しかしこの仏様。変わった着物を着て、鼻は高く、色は白い・・西洋人です。
長州砲に当たって死んだのかと思いきや、外傷は全くなし。
とにかく毛唐といえど仏様。このままほおっておくわけにいかないので、
台場の脇に埋めてユズの苗木をその上に植えました。
ところが、戦闘が終了し講和の際、オランダ水兵が行方不明になったというので、
話がこじれているとの噂が流れます。これはマズイと六之台の連中は、
「今後、如何なることがあろうとも、獅子ノ瀬の佛については、一切口外しない
と誓い、血判までしたといわれています。
昔はなしなのでホントかどうかわかりませんが、そういう話が伝わっています。


さて、この竹の小島で素晴らしいのが、西側の海岸。
波に侵食された海岸線が素晴らしい景観を作り出しています。


遠浅の海は透き通っていてとても美しい。向こうの島は六連島馬島です。

この景観は全国的な観光スポットになってもおかしくないでしょう。
・・・ですが・・・・。
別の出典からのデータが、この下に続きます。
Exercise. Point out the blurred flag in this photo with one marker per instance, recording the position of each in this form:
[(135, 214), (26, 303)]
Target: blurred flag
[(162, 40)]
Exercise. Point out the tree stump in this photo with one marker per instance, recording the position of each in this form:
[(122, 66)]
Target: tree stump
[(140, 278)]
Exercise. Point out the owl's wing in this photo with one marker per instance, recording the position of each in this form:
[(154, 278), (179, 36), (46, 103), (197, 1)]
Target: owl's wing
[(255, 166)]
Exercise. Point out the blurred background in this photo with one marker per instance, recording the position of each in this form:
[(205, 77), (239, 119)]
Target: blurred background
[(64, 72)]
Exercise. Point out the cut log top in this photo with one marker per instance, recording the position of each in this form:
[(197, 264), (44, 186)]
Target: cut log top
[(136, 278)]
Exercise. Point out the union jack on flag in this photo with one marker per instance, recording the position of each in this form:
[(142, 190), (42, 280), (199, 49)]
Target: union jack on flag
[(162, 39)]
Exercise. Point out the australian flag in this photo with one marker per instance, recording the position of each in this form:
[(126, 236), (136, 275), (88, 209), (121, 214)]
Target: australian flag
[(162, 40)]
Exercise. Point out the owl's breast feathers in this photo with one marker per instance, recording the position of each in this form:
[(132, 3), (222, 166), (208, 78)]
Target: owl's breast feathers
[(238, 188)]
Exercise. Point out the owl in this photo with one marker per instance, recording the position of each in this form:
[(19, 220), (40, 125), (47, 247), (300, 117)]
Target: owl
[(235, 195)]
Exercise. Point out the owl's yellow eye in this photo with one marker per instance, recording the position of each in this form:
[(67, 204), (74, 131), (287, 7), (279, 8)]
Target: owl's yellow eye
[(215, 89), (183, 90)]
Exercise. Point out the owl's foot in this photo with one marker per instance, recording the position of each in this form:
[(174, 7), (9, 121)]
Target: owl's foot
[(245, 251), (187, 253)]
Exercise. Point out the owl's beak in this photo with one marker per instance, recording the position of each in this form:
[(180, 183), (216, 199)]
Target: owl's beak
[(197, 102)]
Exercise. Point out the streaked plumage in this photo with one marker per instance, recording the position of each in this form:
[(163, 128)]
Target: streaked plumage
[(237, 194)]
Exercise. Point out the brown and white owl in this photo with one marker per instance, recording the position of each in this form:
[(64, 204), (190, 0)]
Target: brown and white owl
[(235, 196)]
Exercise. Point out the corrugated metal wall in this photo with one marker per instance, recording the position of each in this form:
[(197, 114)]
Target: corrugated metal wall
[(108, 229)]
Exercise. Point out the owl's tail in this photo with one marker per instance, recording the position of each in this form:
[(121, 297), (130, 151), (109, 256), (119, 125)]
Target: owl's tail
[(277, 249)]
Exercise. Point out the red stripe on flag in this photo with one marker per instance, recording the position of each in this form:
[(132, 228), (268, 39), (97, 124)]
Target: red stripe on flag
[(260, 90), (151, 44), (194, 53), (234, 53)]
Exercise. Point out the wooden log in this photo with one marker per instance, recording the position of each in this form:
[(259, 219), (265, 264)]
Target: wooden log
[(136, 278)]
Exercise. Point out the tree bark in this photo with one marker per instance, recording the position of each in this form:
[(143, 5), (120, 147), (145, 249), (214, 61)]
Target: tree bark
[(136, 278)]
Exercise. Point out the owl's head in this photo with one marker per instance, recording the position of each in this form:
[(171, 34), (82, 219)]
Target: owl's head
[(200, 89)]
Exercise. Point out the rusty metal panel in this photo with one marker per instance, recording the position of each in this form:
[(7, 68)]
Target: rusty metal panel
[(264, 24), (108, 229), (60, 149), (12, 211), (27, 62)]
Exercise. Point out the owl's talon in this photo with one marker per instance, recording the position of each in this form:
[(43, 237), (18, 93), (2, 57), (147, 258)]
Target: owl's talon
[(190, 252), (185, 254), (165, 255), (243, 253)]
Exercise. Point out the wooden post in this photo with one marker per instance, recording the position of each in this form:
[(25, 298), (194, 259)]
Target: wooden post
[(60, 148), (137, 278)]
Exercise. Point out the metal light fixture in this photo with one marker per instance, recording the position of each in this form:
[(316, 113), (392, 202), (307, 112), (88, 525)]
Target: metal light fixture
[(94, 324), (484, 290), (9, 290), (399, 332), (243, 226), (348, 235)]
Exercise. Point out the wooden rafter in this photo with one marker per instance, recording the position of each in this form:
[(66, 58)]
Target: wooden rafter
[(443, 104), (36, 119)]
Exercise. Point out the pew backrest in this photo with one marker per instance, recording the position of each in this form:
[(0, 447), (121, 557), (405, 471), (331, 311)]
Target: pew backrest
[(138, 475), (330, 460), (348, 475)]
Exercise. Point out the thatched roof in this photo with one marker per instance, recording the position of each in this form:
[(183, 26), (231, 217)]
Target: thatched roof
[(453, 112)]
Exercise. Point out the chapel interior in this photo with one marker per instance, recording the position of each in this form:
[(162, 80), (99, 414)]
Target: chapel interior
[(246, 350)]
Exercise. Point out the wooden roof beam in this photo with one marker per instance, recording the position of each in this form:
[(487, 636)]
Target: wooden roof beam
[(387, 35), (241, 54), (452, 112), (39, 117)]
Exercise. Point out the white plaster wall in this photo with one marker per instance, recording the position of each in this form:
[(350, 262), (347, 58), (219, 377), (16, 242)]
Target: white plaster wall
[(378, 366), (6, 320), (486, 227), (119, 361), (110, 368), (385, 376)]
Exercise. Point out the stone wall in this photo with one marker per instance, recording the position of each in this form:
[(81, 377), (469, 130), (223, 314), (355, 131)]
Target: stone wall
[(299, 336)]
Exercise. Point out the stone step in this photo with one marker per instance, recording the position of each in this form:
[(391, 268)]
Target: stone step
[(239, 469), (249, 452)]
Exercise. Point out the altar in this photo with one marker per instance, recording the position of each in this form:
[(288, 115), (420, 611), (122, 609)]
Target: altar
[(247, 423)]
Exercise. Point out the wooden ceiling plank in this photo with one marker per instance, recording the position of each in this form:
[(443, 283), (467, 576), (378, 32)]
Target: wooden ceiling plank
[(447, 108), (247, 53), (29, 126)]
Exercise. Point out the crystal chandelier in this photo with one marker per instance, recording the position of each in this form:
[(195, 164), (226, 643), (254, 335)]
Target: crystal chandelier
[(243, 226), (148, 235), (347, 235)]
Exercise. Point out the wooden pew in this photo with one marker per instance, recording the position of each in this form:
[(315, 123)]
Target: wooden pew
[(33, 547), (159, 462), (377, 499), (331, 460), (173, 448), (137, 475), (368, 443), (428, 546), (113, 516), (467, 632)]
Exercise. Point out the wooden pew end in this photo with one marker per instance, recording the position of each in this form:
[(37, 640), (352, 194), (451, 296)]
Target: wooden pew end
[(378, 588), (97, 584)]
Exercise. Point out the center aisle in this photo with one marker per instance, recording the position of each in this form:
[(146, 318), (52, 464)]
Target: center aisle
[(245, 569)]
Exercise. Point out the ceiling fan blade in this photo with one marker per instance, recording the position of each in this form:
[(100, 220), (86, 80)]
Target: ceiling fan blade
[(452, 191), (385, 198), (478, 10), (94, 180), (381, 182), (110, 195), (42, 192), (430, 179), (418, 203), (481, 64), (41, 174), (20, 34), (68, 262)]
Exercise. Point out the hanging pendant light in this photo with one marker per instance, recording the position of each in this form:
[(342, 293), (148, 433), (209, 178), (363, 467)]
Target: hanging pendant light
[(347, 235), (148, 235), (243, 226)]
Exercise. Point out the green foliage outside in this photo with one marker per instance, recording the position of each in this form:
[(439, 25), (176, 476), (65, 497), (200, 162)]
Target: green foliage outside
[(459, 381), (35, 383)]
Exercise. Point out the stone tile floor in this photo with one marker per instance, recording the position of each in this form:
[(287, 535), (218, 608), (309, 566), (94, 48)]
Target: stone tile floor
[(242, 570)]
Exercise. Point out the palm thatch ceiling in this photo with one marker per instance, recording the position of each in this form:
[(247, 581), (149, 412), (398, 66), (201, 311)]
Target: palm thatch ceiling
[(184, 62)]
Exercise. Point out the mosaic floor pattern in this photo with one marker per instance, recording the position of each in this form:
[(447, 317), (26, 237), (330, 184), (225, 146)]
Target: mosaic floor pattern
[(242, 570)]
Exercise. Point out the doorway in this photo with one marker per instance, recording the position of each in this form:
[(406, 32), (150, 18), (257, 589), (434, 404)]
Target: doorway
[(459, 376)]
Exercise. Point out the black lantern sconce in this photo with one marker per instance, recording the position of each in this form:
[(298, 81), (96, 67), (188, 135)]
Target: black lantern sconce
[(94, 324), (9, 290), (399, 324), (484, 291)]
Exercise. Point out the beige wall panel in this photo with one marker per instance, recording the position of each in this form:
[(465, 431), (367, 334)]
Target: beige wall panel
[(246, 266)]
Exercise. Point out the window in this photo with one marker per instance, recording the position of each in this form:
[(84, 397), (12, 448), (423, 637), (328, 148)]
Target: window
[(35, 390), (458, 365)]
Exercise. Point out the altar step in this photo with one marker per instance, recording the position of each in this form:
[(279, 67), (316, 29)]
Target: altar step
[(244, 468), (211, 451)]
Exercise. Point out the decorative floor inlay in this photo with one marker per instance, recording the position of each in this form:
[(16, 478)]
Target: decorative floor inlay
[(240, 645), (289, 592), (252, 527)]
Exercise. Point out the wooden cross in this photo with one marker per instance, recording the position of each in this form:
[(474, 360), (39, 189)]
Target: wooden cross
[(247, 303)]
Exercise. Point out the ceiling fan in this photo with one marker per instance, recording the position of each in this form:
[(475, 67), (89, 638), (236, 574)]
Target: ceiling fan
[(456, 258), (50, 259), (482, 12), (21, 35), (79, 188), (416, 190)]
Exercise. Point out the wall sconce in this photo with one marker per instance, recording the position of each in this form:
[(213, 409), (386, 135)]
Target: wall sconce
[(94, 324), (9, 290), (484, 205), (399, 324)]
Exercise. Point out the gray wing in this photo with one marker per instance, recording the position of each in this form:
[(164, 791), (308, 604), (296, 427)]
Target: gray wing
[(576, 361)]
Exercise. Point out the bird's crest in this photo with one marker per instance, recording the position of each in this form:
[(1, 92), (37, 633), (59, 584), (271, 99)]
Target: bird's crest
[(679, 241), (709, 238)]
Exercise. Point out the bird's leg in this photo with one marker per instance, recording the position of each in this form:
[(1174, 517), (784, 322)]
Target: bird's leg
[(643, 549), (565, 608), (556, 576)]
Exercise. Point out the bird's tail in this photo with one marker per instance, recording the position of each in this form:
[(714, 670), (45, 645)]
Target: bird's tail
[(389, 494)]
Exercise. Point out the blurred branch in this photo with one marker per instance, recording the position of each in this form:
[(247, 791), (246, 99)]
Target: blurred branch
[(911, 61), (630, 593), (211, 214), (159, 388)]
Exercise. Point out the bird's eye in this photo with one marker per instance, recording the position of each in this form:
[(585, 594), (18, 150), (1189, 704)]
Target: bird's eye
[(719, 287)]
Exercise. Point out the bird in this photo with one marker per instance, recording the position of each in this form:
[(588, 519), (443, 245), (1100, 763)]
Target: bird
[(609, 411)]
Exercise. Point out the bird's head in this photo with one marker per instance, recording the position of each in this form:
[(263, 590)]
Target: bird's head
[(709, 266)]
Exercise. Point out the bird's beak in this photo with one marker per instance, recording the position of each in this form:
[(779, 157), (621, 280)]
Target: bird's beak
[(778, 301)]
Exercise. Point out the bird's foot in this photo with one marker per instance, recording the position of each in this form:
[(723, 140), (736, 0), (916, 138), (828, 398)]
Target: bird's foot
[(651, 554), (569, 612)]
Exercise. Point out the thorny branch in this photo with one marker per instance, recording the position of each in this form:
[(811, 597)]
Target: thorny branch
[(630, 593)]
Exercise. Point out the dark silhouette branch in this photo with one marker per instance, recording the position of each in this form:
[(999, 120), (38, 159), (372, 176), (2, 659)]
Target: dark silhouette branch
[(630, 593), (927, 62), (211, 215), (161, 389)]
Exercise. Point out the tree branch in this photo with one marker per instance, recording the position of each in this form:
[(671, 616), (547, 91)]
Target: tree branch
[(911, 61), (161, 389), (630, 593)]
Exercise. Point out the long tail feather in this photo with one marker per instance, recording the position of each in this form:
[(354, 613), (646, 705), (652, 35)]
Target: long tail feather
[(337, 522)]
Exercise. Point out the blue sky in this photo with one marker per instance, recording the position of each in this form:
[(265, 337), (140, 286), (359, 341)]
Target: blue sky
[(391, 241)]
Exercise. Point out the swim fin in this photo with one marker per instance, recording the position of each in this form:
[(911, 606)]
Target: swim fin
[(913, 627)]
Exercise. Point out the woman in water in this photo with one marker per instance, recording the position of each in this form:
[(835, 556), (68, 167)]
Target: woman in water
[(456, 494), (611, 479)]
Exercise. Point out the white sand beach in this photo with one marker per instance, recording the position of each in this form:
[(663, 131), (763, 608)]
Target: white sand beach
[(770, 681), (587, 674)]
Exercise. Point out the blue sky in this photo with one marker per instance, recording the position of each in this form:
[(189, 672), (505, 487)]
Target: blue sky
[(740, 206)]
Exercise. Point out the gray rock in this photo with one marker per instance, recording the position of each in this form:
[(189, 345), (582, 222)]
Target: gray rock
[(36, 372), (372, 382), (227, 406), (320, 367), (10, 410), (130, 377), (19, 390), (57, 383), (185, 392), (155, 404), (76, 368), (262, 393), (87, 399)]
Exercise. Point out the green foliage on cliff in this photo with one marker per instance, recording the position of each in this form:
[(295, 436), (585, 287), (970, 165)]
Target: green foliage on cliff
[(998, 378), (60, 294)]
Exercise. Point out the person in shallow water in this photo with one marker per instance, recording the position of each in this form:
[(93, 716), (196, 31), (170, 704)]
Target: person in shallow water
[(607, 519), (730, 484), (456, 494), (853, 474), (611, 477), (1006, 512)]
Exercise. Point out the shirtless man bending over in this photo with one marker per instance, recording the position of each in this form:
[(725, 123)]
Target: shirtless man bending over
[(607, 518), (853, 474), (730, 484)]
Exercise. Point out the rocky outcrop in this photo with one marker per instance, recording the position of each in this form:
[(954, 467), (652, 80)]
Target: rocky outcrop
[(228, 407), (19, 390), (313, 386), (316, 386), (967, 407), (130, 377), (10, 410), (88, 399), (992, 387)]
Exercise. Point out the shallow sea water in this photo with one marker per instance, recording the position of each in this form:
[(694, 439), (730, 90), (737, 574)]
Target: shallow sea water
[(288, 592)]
超ゴミだらけなんです。


海流の関係でしょうか?漂流ゴミが打ち上げられてて、
美しい景観を台無しにしてくれてます。
隣国から流れ着いたゴミだという人もいますが、
どうみても日本製品とわかるゴミも多数あります。

wikipediaにまでゴミが多いと書かれています。
https://ja.wikipedia.org/wiki/%E7%AB%B9%E3%83%8E%E5%AD%90%E5%B3%B6
市はこれをと思って、何らかの対策をとるべきでしょうね。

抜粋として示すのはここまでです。